The Brontës Went To Woolworths by Rachel Ferguson
Quirky, whimsical, and eccentric are the words that spring easily to mind when describing this book. Since I enjoy all of those in fiction, I found it a delight, albeit a difficult to describe one.
The Brontes Went to Woolworths throws you, from the very first page, right into the rich fantasy life of the Carne family, a trio of sisters and their widowed mother. Told primarily by the eldest, Deirdre, we learn of their family enjoyment of imaginary friends. Some of these are of the familiar sort, pets with lives and attitudes, former nursery toys who have moved abroad; and some are real people with whom they have taken a fancy, and created lives for and imaginary relationships with.
One gets the sense that, since most of these characters are male, and older, that the loss of their father looms large in these fantasies, but this is not analyzed or explored.

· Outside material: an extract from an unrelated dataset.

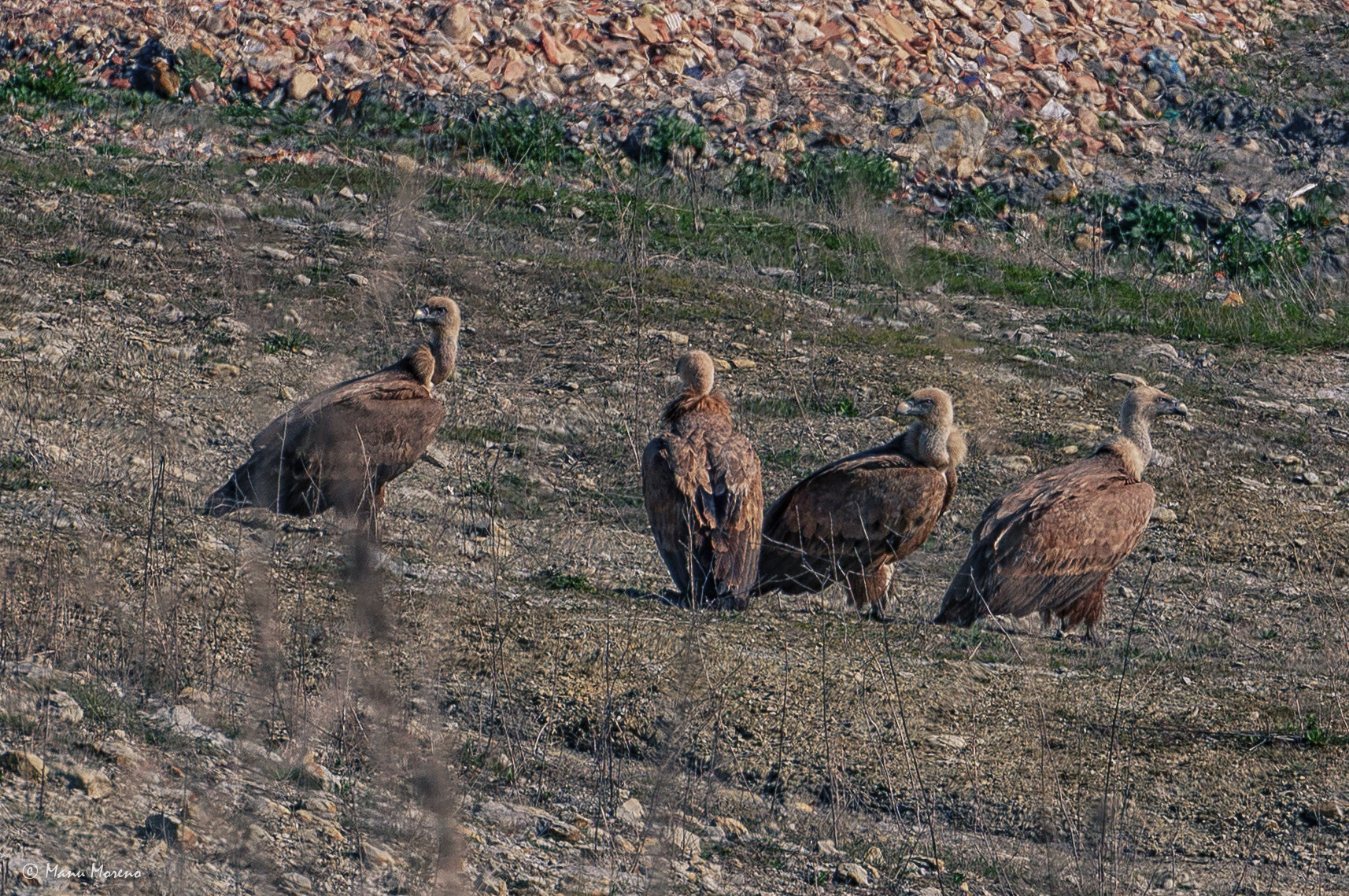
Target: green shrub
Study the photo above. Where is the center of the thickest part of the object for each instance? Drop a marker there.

Nothing is. It is simply told, which I find delightful. I like that the author throws you right into their lives, and leaves you to sort out which bits are imaginings and which are real. She also throws in an occasional letter from a governess to her family, so we get glimpses of how the family is perceived by outsiders.

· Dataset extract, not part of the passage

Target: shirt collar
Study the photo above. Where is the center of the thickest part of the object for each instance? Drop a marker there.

About midway through the book, Deirdre meets an object of their fantasy lives: Lord Doddington, an elderly judge with whom the family became infatuated when their mother had jury duty. Watching the integration of the real Doddington and his wife into the Carne's lives was so sweet.
Ferguson creates such sympathetic characters, with so little exposition. It begins and ends abruptly, as if a window had been opened and closed, and yet the story within is enough. (This was a delightful contrast to the last novel I read, Game of Thrones, which was all exposition and not enough story.)